Toronto Raptors v Golden State Warriors Photo by Ezra Shaw/Getty Images

The Golden State Warriors beat the Toronto Raptors 106-105 on Sunday, in one of the weirder Warriors wins I can recall. They jumped out to a big lead. They tried frantically to give it back. They almost succeeded, and I’m still unsure as to how they failed.

On the one hand, it’s never a good sign when you almost lose a game that you comfortably led for 40 minutes. On the other hand, winning when Steph Curry had the worst shooting night of his career sounded utterly implausible two weeks ago.

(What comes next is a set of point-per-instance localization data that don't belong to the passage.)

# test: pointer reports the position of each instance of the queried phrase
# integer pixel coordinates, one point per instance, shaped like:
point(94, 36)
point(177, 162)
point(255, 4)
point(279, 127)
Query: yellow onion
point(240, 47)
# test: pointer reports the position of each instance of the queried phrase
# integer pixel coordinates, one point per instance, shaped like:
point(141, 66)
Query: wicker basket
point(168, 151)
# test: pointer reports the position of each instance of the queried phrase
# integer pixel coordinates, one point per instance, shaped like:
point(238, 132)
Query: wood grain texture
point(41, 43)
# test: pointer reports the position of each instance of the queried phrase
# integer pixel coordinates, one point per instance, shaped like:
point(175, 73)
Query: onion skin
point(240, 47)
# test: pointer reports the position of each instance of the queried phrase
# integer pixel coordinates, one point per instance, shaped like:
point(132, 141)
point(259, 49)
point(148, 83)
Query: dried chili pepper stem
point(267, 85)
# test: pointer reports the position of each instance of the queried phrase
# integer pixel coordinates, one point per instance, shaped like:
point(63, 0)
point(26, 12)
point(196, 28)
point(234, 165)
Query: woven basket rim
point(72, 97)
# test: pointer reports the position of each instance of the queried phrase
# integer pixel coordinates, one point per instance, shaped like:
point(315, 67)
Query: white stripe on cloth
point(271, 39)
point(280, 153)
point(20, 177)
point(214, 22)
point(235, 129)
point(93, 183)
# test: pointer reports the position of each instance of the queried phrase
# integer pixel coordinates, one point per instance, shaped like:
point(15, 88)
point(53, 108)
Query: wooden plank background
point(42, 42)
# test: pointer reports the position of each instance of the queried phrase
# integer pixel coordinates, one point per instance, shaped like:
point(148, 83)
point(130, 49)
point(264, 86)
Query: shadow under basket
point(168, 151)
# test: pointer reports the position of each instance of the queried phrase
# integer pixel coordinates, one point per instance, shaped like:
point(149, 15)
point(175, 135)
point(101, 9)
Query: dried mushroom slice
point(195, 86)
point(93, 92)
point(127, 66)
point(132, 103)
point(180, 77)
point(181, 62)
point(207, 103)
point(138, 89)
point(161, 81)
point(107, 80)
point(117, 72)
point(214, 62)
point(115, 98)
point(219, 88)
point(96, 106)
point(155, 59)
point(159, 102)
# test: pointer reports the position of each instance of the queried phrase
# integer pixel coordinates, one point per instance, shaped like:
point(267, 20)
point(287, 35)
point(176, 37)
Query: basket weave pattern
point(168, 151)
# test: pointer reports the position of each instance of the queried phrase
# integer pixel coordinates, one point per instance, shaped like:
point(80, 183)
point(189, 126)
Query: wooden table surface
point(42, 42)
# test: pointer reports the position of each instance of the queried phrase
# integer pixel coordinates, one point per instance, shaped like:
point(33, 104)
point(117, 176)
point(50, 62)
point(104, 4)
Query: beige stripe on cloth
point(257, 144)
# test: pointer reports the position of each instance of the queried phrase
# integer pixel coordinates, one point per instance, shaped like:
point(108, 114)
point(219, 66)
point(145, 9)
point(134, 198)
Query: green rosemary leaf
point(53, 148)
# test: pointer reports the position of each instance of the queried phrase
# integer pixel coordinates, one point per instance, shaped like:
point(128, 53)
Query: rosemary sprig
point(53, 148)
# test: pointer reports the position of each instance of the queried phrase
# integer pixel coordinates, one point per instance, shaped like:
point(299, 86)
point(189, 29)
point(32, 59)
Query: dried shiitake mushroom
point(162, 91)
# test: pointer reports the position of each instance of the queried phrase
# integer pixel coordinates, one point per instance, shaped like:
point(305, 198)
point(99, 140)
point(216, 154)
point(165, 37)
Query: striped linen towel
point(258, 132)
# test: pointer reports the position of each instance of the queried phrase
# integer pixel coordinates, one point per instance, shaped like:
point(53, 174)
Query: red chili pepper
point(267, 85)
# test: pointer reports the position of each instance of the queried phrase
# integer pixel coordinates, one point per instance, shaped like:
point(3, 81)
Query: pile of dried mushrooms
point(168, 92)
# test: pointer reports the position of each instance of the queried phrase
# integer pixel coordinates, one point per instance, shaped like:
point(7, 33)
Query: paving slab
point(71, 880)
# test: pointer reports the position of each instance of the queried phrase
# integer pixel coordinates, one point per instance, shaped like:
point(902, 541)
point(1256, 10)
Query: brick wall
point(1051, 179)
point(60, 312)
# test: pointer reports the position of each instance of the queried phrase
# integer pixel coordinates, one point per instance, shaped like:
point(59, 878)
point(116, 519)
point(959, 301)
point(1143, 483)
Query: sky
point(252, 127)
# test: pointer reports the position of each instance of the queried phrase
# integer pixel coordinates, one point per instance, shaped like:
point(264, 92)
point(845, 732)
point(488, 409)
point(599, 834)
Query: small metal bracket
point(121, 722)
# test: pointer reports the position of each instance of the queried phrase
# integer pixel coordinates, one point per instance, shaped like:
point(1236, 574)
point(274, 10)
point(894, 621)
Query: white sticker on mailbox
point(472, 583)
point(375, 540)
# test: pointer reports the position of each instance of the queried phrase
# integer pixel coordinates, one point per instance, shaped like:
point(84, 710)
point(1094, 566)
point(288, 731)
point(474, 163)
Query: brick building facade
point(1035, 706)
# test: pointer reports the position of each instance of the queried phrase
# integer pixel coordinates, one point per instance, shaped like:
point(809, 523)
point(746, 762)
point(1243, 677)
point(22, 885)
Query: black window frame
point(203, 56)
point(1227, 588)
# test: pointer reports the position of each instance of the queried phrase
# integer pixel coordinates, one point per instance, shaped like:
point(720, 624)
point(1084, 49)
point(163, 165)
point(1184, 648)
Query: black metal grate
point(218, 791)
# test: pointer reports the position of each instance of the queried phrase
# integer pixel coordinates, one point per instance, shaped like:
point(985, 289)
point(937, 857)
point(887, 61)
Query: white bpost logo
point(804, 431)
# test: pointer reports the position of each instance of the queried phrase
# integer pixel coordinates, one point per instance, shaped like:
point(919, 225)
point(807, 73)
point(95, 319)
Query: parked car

Like I said: weird. So let’s revisit the keys to the game. I have a feeling they won’t quite fit.

Siakam fouls

The key: Get Pascal Siakam in foul trouble early and often.

The outcome: The Warriors did not get Siakam — who had recorded at least five fouls in five of his seven games — into foul trouble, as he had just two fouls on the game. So in that regard, they failed at this key rather miserably.

But it is worth noting that they got Chris Boucher in foul trouble. The former Warrior was the only center that Nick Nurse was willing to play, as Aron Baynes and Alex Len stayed glued to the bench. And Boucher was rather dominant — despite playing just 24 minutes, he recorded 15 points, 6 rebounds, and 6 blocked shots.

He also fouled out.

So if I had the foresight to list this key as “get the Toronto frontcourt in foul trouble early and often,” the Warriors would be sitting with a pretty nice grade. But I flubbed that one.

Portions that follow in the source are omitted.